AUTOTRASPORTO, esito assemblea UNATRAS di sabato 11 aprile

L’assemblea regionale di sabato 11 aprile scorso, ha allineato le posizioni delle imprese artigiane aderenti alle tre Associazioni di categoria riunite in UNATRAS, prima del coordinamento romano in calendario venerdì prossimo.

Il costo del carburante è stata la chiave di volta del malcontento ben manifesto in assemblea; dall’inizio del conflitto in Medio Oriente, il prezzo del gasolio è cresciuto del 34% nell’extra rete, mentre alla pompa è aumentato, nonostante il provvedimento di riduzione di 20 centesimi e la sua proroga, di un + 17% tra mese e mese, e ad oggi, mese di aprile, in salita del 23%, generando un aggravio per le imprese di decine di milioni di euro al mese e di centinaia di milioni di euro l’anno.

Un impatto enorme per il settore in cui il carburante rappresentava prima della crisi circa il 30% dei costi aziendali, ma che oggi arriva fino al 40% per le imprese di autotrasporto, seconda voce più rilevante dopo il personale. Un aggravio fino a 9.000 euro anni di extra costi per veicolo pesante, cosa che mette fuori mercato migliaia di aziende italiane.
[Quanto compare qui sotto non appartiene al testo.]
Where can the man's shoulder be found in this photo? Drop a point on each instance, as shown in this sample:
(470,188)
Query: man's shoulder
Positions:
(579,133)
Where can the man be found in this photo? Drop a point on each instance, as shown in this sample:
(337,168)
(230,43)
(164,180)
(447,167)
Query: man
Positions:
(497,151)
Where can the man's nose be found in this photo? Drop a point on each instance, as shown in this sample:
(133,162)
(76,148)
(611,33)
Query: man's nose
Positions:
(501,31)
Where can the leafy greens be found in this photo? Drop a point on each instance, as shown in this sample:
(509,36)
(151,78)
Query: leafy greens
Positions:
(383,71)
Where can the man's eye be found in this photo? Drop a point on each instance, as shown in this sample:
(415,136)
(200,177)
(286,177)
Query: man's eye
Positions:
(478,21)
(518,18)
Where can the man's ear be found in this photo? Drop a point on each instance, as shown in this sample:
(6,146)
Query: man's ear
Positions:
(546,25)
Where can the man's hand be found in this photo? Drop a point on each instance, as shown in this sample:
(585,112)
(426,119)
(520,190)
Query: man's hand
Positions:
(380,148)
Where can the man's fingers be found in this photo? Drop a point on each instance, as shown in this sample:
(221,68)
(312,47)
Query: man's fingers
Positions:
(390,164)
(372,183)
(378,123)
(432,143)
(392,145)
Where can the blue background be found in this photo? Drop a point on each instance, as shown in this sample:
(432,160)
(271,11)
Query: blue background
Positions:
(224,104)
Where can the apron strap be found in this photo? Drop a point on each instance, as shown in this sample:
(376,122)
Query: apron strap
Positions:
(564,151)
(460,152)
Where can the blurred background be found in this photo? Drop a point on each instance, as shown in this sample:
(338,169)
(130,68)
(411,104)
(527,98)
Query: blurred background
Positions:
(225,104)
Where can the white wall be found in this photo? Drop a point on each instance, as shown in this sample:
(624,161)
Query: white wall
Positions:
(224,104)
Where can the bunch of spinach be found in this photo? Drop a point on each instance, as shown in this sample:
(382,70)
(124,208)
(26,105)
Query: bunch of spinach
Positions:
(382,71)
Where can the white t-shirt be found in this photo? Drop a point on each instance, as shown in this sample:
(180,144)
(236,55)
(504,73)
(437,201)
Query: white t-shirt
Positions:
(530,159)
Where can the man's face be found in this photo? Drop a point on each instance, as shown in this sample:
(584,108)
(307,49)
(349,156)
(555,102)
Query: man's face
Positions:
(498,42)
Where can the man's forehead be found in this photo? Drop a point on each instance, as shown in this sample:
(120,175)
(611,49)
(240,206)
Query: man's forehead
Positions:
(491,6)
In sintesi; se le condizioni non dovessero cambiare, costi imprevedibili e gasolio schizzato alle stelle, gli autotrasportatori si fermeranno, questa la volontà. Sarà quindi quella dello sciopero la proposta che le associazioni di categoria del Veneto faranno alle loro rappresentanze nazionali in vista del tavolo Unatras, venerdì prossimo a Roma. Poco meno di una settimana di tempo per cercare un'interlocuzione col Governo.